Je m'apprête à répondre quand la porte d'entrée se fait entendre. Le bruit de talons qui martèlent le carrelage aussi. Sans plus attendre une femme aux cheveux bruns pénètre dans la cuisine tout sourire.
— Je suis rentrée.
Alice sautille jusqu'à elle et lui claque les joues avec un baiser, pareil pour Jasper, Emmett lui la serre dans ses bras. Ça doit être une habitude. Je me sens gênée et de trop dans la pièce. J'ai envie de me transformer en une petite souris et de me planquer dans un trou.
— Vous avez gagné j'ai l'impression. Dit-elle en souriant à l'Ours Brun.
— Évidemment !
Elle s'avance ensuite vers moi et me prit les mains.
– Tu dois être Bella, je suis Esmée, je suis ravie que tu viennes habiter ici. J'espère que tu t'y sentiras bien et que tu arriveras à considérer cet endroit comme ta maison. Si tu as n'importe quel problème tu peux venir m'en parler, en fait tu me parler de tout. Il faudra que tu me dises ce que tu aimes manger et ce que tu n'aimes pas. Dit-elle en lâchant mes mains pour poser son sac sur une chaise. Si jamais tu es allergique à quelques choses aussi. Nous avons déjà Max qui est allergique au beurre de cacahuète. C'est fréquent apparemment.
— Je ne suis allergique à rien… Enfin je ne pense pas.
— D'accord ! Que voudrais-tu manger ce soir ? C'est ta soirée toi seule a le droit de choisir le repas.
Je me frotte les bras, gênée, ils me regardaient tous les quatre, attendant que je réponde quelque chose, mais que voulez-vous que je dise. Je ne sais pas moi… Je n'ai pas réellement de plat préféré. Les familles dans lesquelles j'ai été avant n'avaient pas réellement de talent culinaire. Le seul souvenir que j'avais était très enfoui, et pas très original.
— Je veux bien des croques monsieur…. Si cela ne vous dérange pas, sinon tout m'ira. Vraiment.
— Va pour les croques monsieur ! Fait-elle en tapant des mains. Je la regarde s'avancer derrière le plan de travail et enfiler un tablier. Emmett ça te dérangerait d'aller à l'école chercher les enfants.
— Nope. Pas de problèmes.
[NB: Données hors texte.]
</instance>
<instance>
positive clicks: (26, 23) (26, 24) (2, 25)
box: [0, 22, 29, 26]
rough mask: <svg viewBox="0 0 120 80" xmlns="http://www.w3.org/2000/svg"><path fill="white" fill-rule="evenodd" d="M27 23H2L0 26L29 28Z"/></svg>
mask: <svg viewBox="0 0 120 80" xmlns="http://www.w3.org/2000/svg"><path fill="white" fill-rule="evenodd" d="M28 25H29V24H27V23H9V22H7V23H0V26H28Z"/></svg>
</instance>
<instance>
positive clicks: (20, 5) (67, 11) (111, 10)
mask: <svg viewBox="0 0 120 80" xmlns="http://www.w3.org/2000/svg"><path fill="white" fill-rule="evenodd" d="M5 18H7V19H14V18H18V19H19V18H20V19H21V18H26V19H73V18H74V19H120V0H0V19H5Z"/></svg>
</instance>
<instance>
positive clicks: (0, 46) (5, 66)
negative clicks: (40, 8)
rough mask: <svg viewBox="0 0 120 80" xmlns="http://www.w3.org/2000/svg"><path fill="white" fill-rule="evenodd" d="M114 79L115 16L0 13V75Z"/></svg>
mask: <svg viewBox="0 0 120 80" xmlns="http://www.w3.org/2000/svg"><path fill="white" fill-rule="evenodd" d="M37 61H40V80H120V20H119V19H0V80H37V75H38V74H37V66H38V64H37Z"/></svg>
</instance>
Je me change et je vais chercher les demi-portions.
Je le vois partir dans le couloir avant de revenir à la charge.
— Au fait Esm', Bella a mangé tout le gâteau je n'ai pas pu en avaler une bouchée tu pourrais…
— Quoi ? M'écriè je.
Et je l'entends partir mort de rire et monter les escaliers, il est gonflé. Bon d'accord j'ai peut-être pas mal aidé à finir ce gâteau mais c'est lui qui en a mangé le trois quart.
— Ne t'inquiète pas Bella. Me dit Esmée en souriant. On a l'habitude que le ventre sur patte mette la faute sur quelqu'un d'autre. As-tu pu au moins gouter ce gâteau ?
J'hoche la tête et la complimente sur ses talents culinaires. Elle me demande ensuite si j'ai bien visité chaque recoin de la maison, chose qui n'était pas le cas. Alice se propose de me faire la visite. Je n'ai pas vraiment le temps de répondre qu'elle part déjà dans une pièce adjacente en vantant les mérites des hauts plafonds au style baroque du salon. Cette fille est une pile sur pattes. Jasper me souhaite bon courage et je pars en soupirant vers ma guide. Il est temps de découvrir l'intégralité de l'endroit où j'allais vivre à partir d'aujourd'hui.